Add tests for `std::[unordered_][multi]set` #39

enirolf · 2025-02-28T14:21:53Z

Closes #14.

hahnjo

Thanks for the PR! I left some comments, mostly we should start by figuring out what we want to test for the binary format in particular. Originally I considered being lazy for other containers and put all std::[unordered_][multi]set in a single test, without the full combination of index column types. But I think the multi containers make this awkward because there we actually want to test that the duplicates are preserved, and also we may want to be 100% certain that we get the index columns right. For the non-multi containers though, duplicates are essentially handled on the C++ side, before it comes to RNTuple I think, so not sure if we need those entries here...

hahnjo · 2025-03-04T08:07:47Z

types/set/fundamental/write.C

+  // Fourth entry: duplicate elements in the set
+  *Index32 = {1, 1};
+  *Index64 = {2, 2};
+  *SplitIndex32 = {3, 3};
+  *SplitIndex64 = {4, 4};
+  writer->Fill();


Hm, this entry is the same from the RNTuple point of view because the deduplication will happen on the C++ side, before we enter Fill(). Does it provide extra coverage?

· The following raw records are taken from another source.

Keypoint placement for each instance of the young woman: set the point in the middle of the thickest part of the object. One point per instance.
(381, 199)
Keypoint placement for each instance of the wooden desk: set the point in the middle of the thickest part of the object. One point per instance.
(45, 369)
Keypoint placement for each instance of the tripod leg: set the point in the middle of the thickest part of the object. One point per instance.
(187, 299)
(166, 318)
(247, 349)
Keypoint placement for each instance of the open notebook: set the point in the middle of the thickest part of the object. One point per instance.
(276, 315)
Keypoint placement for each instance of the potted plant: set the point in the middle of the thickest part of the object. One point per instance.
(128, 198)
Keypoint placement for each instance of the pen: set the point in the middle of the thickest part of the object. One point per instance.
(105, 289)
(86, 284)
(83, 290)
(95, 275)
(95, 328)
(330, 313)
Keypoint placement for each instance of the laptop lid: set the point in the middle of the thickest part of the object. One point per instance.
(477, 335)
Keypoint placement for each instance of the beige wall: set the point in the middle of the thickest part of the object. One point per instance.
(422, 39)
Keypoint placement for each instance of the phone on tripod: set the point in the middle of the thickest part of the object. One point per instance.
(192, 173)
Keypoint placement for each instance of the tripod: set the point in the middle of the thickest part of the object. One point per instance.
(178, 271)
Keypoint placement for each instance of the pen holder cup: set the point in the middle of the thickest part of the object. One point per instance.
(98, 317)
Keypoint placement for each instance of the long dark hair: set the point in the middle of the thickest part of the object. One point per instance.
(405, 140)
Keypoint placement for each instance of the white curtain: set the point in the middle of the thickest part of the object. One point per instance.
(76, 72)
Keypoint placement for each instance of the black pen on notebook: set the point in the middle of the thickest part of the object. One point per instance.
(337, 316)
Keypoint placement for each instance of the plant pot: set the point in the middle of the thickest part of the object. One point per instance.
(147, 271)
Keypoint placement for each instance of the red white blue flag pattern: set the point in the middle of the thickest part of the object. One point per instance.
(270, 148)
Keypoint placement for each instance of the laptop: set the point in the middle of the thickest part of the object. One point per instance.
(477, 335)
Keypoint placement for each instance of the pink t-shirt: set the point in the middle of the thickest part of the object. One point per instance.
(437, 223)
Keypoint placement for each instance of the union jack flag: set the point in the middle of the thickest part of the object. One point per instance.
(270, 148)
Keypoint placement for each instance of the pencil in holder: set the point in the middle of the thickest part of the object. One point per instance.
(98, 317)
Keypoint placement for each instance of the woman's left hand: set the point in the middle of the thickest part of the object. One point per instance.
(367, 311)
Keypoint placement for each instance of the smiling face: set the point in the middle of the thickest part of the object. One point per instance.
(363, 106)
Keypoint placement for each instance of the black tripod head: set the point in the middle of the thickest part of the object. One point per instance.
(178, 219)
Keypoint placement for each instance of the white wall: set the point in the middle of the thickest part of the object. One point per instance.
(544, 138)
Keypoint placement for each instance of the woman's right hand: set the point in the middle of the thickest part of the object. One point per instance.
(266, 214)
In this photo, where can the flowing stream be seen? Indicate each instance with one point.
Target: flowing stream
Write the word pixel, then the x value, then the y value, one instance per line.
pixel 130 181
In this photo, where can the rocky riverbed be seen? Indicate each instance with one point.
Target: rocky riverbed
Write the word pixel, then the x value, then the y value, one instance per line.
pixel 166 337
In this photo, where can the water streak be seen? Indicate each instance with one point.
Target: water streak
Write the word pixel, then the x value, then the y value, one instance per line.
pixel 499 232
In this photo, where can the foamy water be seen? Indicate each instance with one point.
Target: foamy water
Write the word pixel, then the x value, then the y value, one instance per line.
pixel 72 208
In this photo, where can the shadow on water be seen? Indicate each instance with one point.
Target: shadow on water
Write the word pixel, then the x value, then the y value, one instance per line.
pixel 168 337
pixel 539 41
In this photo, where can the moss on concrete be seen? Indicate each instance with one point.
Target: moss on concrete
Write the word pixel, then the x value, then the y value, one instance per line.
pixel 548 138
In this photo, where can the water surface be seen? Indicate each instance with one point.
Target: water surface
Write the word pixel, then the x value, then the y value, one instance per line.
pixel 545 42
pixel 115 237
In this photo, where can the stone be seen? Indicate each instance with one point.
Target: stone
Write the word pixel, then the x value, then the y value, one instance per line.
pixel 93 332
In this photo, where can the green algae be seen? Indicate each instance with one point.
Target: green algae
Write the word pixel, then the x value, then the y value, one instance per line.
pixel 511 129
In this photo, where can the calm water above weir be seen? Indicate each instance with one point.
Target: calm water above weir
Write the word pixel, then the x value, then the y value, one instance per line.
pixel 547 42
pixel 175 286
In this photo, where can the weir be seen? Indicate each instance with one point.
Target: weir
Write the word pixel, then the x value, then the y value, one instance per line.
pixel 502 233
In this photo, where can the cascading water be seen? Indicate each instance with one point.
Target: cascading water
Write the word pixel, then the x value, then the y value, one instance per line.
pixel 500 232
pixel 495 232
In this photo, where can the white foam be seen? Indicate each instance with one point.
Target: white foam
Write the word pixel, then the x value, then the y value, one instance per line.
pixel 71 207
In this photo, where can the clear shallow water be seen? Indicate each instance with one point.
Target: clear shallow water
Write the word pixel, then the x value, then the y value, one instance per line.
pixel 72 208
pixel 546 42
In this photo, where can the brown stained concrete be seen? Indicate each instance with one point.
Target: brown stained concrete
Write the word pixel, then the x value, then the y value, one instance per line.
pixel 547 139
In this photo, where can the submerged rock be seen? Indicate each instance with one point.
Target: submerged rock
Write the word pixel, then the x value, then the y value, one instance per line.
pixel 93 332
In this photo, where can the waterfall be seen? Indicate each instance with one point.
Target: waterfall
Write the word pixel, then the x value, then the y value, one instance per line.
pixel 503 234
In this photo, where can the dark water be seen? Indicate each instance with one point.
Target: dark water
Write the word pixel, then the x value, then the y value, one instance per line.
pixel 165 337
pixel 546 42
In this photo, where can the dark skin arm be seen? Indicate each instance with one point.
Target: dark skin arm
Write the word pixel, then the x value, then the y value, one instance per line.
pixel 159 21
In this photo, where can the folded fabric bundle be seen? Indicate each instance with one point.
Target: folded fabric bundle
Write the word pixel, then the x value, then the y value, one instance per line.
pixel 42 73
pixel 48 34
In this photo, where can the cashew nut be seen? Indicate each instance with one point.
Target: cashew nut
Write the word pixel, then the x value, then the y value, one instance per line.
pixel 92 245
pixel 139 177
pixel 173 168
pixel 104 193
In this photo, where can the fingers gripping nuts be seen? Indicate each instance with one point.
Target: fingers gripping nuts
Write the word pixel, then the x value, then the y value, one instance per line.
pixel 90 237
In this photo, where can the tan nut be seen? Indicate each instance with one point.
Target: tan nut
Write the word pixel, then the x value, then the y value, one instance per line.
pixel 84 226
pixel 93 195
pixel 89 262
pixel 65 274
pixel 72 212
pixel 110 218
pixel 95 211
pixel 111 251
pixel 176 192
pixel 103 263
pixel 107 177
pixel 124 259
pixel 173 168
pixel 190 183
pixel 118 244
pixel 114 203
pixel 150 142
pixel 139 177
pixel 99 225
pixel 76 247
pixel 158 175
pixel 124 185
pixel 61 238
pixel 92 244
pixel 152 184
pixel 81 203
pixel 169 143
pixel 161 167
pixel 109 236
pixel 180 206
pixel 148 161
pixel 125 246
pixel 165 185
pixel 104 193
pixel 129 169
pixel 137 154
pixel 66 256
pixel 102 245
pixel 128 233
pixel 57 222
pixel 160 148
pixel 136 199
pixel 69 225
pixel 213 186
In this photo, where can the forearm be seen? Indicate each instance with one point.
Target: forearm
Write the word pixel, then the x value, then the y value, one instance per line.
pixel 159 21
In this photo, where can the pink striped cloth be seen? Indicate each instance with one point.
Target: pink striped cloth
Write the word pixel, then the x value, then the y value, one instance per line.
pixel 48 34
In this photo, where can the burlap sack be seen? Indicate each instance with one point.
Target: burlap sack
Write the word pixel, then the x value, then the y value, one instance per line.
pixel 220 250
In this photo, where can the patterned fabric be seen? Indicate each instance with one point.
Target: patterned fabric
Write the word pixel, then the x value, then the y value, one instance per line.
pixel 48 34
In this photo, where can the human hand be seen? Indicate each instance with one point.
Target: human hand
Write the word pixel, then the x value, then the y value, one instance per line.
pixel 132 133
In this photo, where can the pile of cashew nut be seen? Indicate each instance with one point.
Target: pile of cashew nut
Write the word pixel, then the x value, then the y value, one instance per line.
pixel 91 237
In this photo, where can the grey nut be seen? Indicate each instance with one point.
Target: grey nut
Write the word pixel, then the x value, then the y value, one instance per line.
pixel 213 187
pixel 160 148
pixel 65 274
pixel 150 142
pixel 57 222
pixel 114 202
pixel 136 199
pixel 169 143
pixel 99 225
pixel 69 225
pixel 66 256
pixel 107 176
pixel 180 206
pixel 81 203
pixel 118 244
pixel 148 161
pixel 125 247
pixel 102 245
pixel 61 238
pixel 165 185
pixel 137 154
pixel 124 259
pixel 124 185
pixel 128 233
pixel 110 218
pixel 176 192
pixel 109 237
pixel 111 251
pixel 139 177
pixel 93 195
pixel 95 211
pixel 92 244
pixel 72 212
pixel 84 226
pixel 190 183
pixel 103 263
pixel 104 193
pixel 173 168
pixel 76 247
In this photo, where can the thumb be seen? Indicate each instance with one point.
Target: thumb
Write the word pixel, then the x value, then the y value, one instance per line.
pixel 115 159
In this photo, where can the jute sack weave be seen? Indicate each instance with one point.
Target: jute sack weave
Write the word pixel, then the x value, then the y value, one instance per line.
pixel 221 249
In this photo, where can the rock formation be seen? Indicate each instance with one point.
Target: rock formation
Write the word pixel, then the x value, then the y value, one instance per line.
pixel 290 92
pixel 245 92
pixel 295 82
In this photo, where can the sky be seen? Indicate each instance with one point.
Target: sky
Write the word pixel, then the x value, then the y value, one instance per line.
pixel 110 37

hahnjo · 2025-03-04T08:08:25Z

types/set/fundamental/write.C

+  *Index32 = {2, 1};
+  *Index64 = {4, 3};
+  *SplitIndex32 = {6, 5};
+  *SplitIndex64 = {8, 7};
+  writer->Fill();


This also seems like it's mostly about the C++ semantics of std::set, not really the binary format...

types/set/nested/LinkDef.h

types/set/nested/write.C

types/README.md

types/multiset/fundamental/write.C

hahnjo · 2025-03-04T08:17:46Z

types/unordered_set/fundamental/write.C

+  *Index32 = {2, 1};
+  *Index64 = {4, 3};
+  *SplitIndex32 = {6, 5};
+  *SplitIndex64 = {8, 7};
+  writer->Fill();


Do we make guarantees about the element order on disk? If not, I'm not sure we need to test C++ semantics in the validation suite...

types/set/nested/README.md

hahnjo · 2025-03-04T08:28:43Z

types/set/fundamental/read.C

+  Set &value = *entry.GetPtr<Set>(name);
+  os << "    \"" << name << "\": [";
+  bool first = true;
+  for (auto element : value) {


Actually, is the iteration order defined here? Do we want an explicit construction of a std::vector (?) and sort it? If not, the output file might change from execution to execution...

The iteration order is defined by the (optional) comparison predicate in the set template (std::less by default), so unless this is different from the one used when writing, the order will be the same (see also https://stackoverflow.com/a/8834041)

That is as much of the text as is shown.